Subjects: Compliance, Geneva Conventions, War
Author: Allen S. Weiner
Date: Jun 9, 2004
Start Page: B.13
Section: California Metro; Part B; Editorial Pages Desk
Text Word Count: 932
 Abstract (Document Summary)

As shocking as the photographs were from Abu Ghraib prison, perhaps more galling for me as a former executive branch lawyer was the claim attributed to one of the alleged participants that he had to learn about the 1949 Geneva Convention on his own by searching the Internet. How could the U.S. Army -- my army, which I know to be characterized by honor and integrity -- ask soldiers to detain and interrogate prisoners of war without training them in the fundamental rules that apply?

Now we've learned that this was more than just a breakdown in a particular military command in Iraq. White House Counsel Alberto Gonzales, in a memorandum drafted for President Bush, declared -- with only a thin fig leaf of legal analysis -- that the nature of the war against terrorism simply rendered the Geneva Convention "obsolete." And the Wall Street Journal reported this week that, as recently as March of this year, executive branch lawyers advised Secretary of Defense Donald H. Rumsfeld that U.S. personnel were effectively exempt from international treaties and U.S. laws prohibiting torture.
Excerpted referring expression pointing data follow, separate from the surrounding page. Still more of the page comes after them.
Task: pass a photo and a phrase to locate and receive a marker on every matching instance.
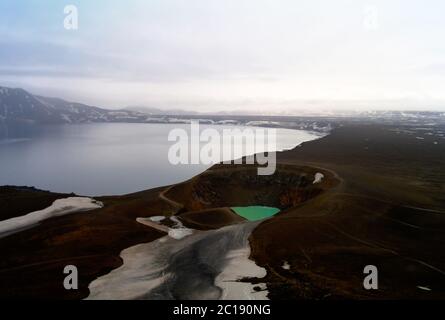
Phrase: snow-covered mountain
(20, 106)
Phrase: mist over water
(102, 159)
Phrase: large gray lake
(103, 159)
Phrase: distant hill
(155, 111)
(20, 106)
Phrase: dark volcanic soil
(382, 202)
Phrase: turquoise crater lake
(254, 213)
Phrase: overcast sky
(209, 55)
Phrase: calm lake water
(102, 159)
(254, 213)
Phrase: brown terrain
(381, 202)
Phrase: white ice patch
(179, 233)
(239, 266)
(318, 177)
(59, 207)
(157, 218)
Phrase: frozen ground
(59, 207)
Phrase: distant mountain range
(18, 106)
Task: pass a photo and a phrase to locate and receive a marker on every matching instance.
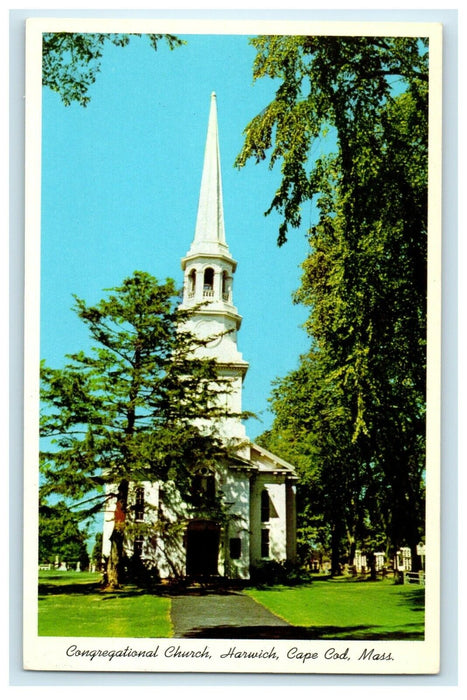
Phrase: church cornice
(209, 257)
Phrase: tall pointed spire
(210, 233)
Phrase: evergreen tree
(140, 406)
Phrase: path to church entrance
(226, 615)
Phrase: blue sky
(120, 186)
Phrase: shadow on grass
(291, 632)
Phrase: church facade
(258, 486)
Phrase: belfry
(258, 486)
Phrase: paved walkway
(229, 614)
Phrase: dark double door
(202, 548)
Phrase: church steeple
(210, 232)
(209, 267)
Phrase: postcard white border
(46, 653)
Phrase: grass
(72, 605)
(340, 609)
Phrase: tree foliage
(140, 406)
(71, 61)
(361, 421)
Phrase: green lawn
(349, 610)
(72, 605)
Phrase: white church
(258, 486)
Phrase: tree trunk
(335, 552)
(117, 539)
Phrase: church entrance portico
(202, 548)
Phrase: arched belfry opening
(226, 286)
(208, 282)
(192, 283)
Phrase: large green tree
(348, 126)
(71, 61)
(139, 406)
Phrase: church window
(264, 543)
(235, 547)
(204, 487)
(192, 283)
(225, 286)
(139, 504)
(264, 506)
(208, 284)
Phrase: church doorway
(202, 548)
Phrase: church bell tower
(209, 269)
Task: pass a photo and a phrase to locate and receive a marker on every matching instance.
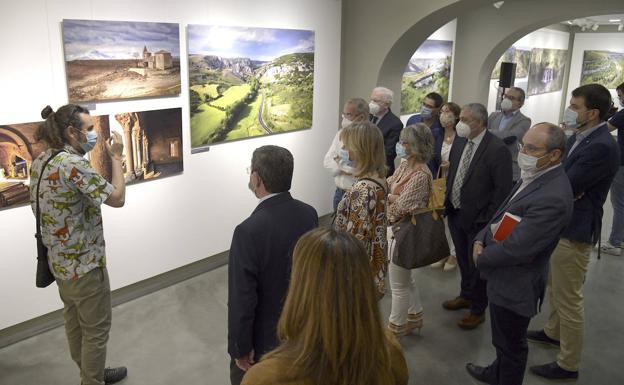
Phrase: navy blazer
(486, 185)
(390, 126)
(259, 271)
(516, 269)
(591, 168)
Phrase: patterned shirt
(362, 212)
(71, 220)
(413, 189)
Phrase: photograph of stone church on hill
(152, 144)
(116, 60)
(248, 82)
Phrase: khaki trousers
(87, 316)
(568, 266)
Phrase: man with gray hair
(355, 110)
(478, 181)
(510, 124)
(389, 124)
(516, 268)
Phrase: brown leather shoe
(471, 321)
(456, 304)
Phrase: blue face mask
(426, 112)
(344, 157)
(91, 141)
(400, 149)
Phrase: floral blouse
(362, 212)
(413, 189)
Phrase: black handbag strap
(37, 208)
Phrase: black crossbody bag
(44, 276)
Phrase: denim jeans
(617, 201)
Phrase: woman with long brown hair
(362, 210)
(330, 328)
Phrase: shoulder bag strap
(37, 208)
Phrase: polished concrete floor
(178, 336)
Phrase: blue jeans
(337, 197)
(617, 201)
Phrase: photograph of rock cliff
(152, 144)
(248, 82)
(116, 60)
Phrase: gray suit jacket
(511, 135)
(517, 268)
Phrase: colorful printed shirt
(362, 212)
(71, 220)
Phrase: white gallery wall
(543, 107)
(174, 221)
(593, 42)
(446, 32)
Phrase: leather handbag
(420, 239)
(44, 276)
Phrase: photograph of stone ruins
(152, 144)
(17, 151)
(115, 60)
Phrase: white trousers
(405, 294)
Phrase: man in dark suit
(260, 259)
(516, 268)
(592, 160)
(478, 181)
(510, 124)
(389, 124)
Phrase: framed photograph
(116, 60)
(248, 82)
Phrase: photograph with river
(247, 82)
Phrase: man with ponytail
(66, 188)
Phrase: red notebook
(505, 226)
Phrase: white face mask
(528, 164)
(463, 129)
(570, 119)
(374, 108)
(506, 105)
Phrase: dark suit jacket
(511, 135)
(516, 269)
(259, 271)
(390, 126)
(590, 168)
(486, 185)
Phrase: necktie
(461, 174)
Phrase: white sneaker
(608, 248)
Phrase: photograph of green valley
(248, 82)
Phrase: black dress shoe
(553, 371)
(540, 337)
(479, 373)
(113, 375)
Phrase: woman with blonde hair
(410, 187)
(362, 210)
(330, 328)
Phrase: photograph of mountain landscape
(116, 60)
(428, 70)
(248, 82)
(546, 70)
(18, 149)
(152, 144)
(603, 67)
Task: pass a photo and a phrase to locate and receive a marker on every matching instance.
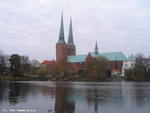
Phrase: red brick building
(66, 52)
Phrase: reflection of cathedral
(64, 103)
(66, 52)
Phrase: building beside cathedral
(66, 52)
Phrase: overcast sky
(31, 27)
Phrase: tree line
(141, 69)
(17, 65)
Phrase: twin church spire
(61, 33)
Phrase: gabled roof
(48, 62)
(76, 58)
(112, 56)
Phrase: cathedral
(66, 52)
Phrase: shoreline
(25, 78)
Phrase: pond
(74, 97)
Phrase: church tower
(61, 46)
(71, 46)
(96, 49)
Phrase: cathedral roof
(112, 56)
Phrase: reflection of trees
(141, 95)
(14, 91)
(101, 96)
(64, 102)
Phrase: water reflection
(76, 97)
(65, 102)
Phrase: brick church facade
(63, 49)
(66, 52)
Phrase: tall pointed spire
(70, 35)
(96, 49)
(61, 32)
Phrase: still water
(74, 97)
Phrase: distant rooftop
(112, 56)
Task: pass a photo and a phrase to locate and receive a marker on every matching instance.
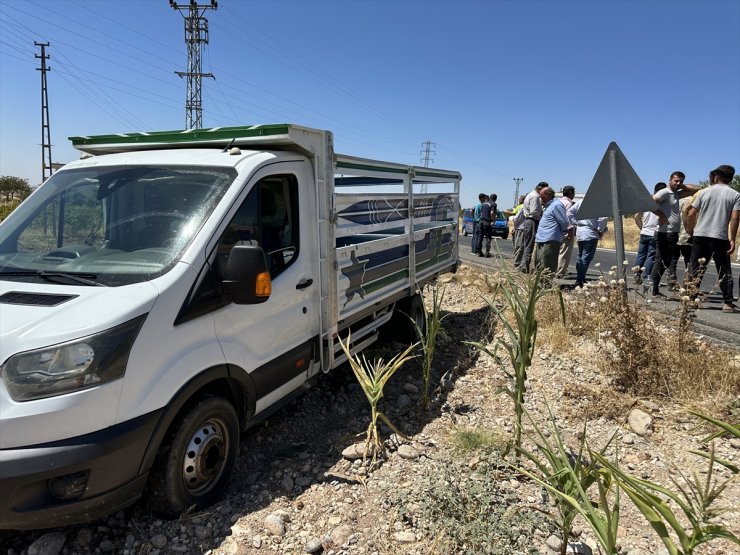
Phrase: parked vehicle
(467, 225)
(165, 293)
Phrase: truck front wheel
(195, 462)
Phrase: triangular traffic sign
(631, 194)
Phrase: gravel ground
(298, 486)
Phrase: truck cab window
(268, 217)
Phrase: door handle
(305, 283)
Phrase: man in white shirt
(666, 239)
(711, 213)
(648, 224)
(566, 247)
(532, 213)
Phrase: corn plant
(428, 332)
(568, 476)
(372, 377)
(724, 427)
(521, 299)
(697, 500)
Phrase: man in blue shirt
(476, 248)
(588, 234)
(553, 227)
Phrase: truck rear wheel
(194, 463)
(401, 326)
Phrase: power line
(45, 124)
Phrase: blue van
(467, 228)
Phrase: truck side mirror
(246, 278)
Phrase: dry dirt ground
(293, 491)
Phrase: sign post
(615, 190)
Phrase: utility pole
(45, 127)
(196, 35)
(517, 180)
(427, 153)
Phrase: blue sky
(506, 89)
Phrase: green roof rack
(273, 136)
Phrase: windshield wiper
(84, 279)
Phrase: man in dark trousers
(666, 239)
(712, 212)
(531, 212)
(486, 229)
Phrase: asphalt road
(710, 320)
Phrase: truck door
(275, 341)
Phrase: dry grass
(645, 354)
(631, 236)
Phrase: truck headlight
(72, 366)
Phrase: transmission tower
(196, 35)
(427, 153)
(46, 167)
(517, 180)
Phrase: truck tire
(195, 461)
(400, 327)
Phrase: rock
(356, 451)
(407, 452)
(403, 401)
(158, 541)
(553, 542)
(286, 483)
(340, 534)
(405, 536)
(579, 548)
(48, 544)
(640, 422)
(304, 481)
(313, 546)
(275, 525)
(84, 537)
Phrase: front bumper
(102, 472)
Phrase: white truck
(169, 289)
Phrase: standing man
(588, 234)
(715, 208)
(666, 239)
(511, 215)
(647, 222)
(486, 229)
(476, 222)
(566, 248)
(553, 227)
(531, 212)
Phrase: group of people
(689, 222)
(550, 226)
(483, 215)
(695, 224)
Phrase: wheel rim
(205, 457)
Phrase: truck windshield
(109, 225)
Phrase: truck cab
(162, 294)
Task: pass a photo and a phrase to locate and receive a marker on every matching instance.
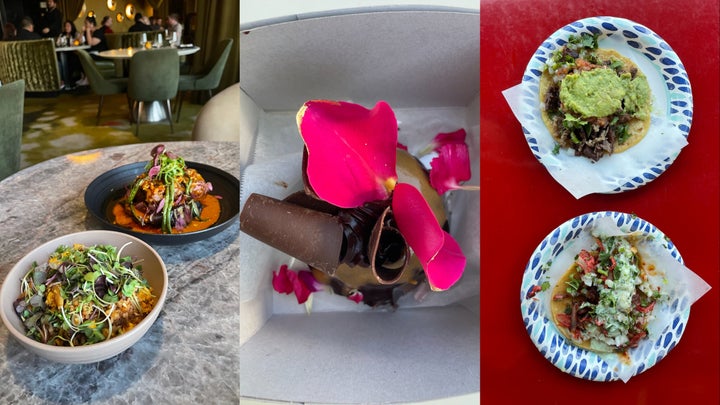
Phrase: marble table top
(127, 53)
(190, 355)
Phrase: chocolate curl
(388, 251)
(310, 236)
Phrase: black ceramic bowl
(106, 189)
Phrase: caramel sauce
(208, 217)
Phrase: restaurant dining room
(80, 92)
(120, 163)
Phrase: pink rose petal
(351, 151)
(281, 281)
(355, 296)
(450, 167)
(302, 283)
(309, 280)
(440, 255)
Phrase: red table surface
(521, 204)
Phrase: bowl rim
(140, 328)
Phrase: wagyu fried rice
(83, 295)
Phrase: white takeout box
(425, 64)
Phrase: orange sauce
(208, 217)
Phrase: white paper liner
(276, 172)
(579, 175)
(676, 280)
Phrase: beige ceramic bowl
(153, 269)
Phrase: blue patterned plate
(672, 103)
(551, 343)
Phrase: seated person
(70, 68)
(175, 29)
(156, 23)
(141, 24)
(94, 37)
(9, 32)
(51, 22)
(27, 30)
(107, 25)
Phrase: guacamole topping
(606, 299)
(594, 101)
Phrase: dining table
(190, 354)
(522, 203)
(127, 53)
(70, 48)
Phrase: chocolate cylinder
(310, 236)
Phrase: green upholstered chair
(98, 83)
(34, 61)
(117, 40)
(153, 77)
(12, 102)
(209, 78)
The theory? That law prohibiting torture "must be construed as inapplicable" to interrogations conducted pursuant to the president's wartime commander-in-chief authorities.

The U.S., through its democratic processes, freely agreed to comply with the restraints on torture and mistreatment of prisoners of war embodied in the Geneva Convention (in 1956) and the Convention Against Torture (in 1994), as have many, many other countries.